Re: SGX vs LSM (Re: [PATCH v20 00/28] Intel SGX1 support)

From: Stephen Smalley
Date: Fri May 17 2019 - 13:45:21 EST

On 5/17/19 1:29 PM, Sean Christopherson wrote:
On Fri, May 17, 2019 at 12:37:40PM -0400, Stephen Smalley wrote:
On 5/17/19 12:20 PM, Stephen Smalley wrote:
On 5/17/19 11:09 AM, Sean Christopherson wrote:
I think we may want to change the SGX API to alloc an anon inode for each
enclave instead of hanging every enclave off of the /dev/sgx/enclave
Because /dev/sgx/enclave is NOT private, SELinux's file_map_prot_check()
will only require FILE__WRITE and FILE__EXECUTE to mprotect() enclave
to RWX. Backing each enclave with an anon inode will make SELinux treat
EPC memory like anonymous mappings, which is what we want (I think), e.g.
making *any* EPC page executable will require PROCESS__EXECMEM (SGX is
64-bit only at this point, so SELinux will always have default_noexec).

I don't think we want to require EXECMEM (or equivalently both FILE__WRITE
and FILE__EXECUTE to /dev/sgx/enclave) for making any EPC page executable,
only if the page is also writable or previously modified. The intent is
to prevent arbitrary code execution without EXECMEM (or
FILE__WRITE|FILE__EXECUTE), while still allowing enclaves to be created
without EXECMEM as long as the EPC page mapping is only ever mapped RX and
its initial contents came from an unmodified file mapping that was
PROT_EXEC (and hence already checked via FILE__EXECUTE).

The idea is that by providing an SGX ioctl() to propagate VMA permissions
from a source VMA, EXECMEM wouldn't be required to make an EPC page
executable.
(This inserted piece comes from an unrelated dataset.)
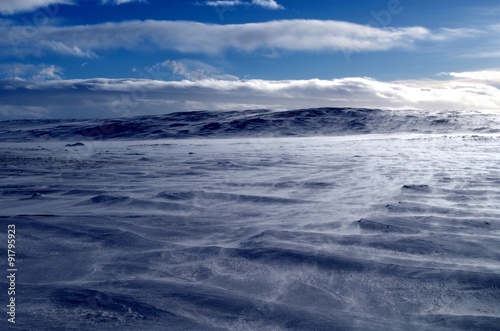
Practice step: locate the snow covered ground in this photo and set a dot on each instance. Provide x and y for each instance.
(359, 232)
E.g. userspace establishes an enclave in non-EPC memory from
an unmodified file (with FILE__EXECUTE perms), and the uses the SGX ioctl()
to copy the contents and permissions into EPC memory.

Also, just to be clear, there is nothing inherently better about checking
EXECMEM instead of checking both FILE__WRITE and FILE__EXECUTE to the
/dev/sgx/enclave inode, so I wouldn't switch to using anon inodes for that
reason. Using anon inodes also unfortunately disables SELinux inode-based
checking since we no longer have any useful inode information, so you'd lose
out on SELinux ioctl whitelisting on those enclave inodes if that matters.

The problem is that all enclaves are associated with a single inode, i.e.
/dev/sgx/enclave. /dev/sgx/enclave is a char device whose purpose is to
provide ioctls() and to allow mmap()'ing EPC memory. In no way is it
associated with the content that actually gets loaded into EPC memory.

The actual file that contains the enclave's contents (assuming the enclave
came from a file) is a separate regular file that the SGX subsystem never

AIUI, having FILE__WRITE and FILE__EXECUTE on /dev/sgx/enclave would allow
*any* enclave/process to map EPC as RWX. Moving to anon inodes and thus
PROCESS__EXECMEM achieves per-process granularity.

No, FILE__WRITE and FILE__EXECUTE are a check between a process and a file, so you can ensure that only whitelisted processes are allowed both to /dev/sgx/enclave.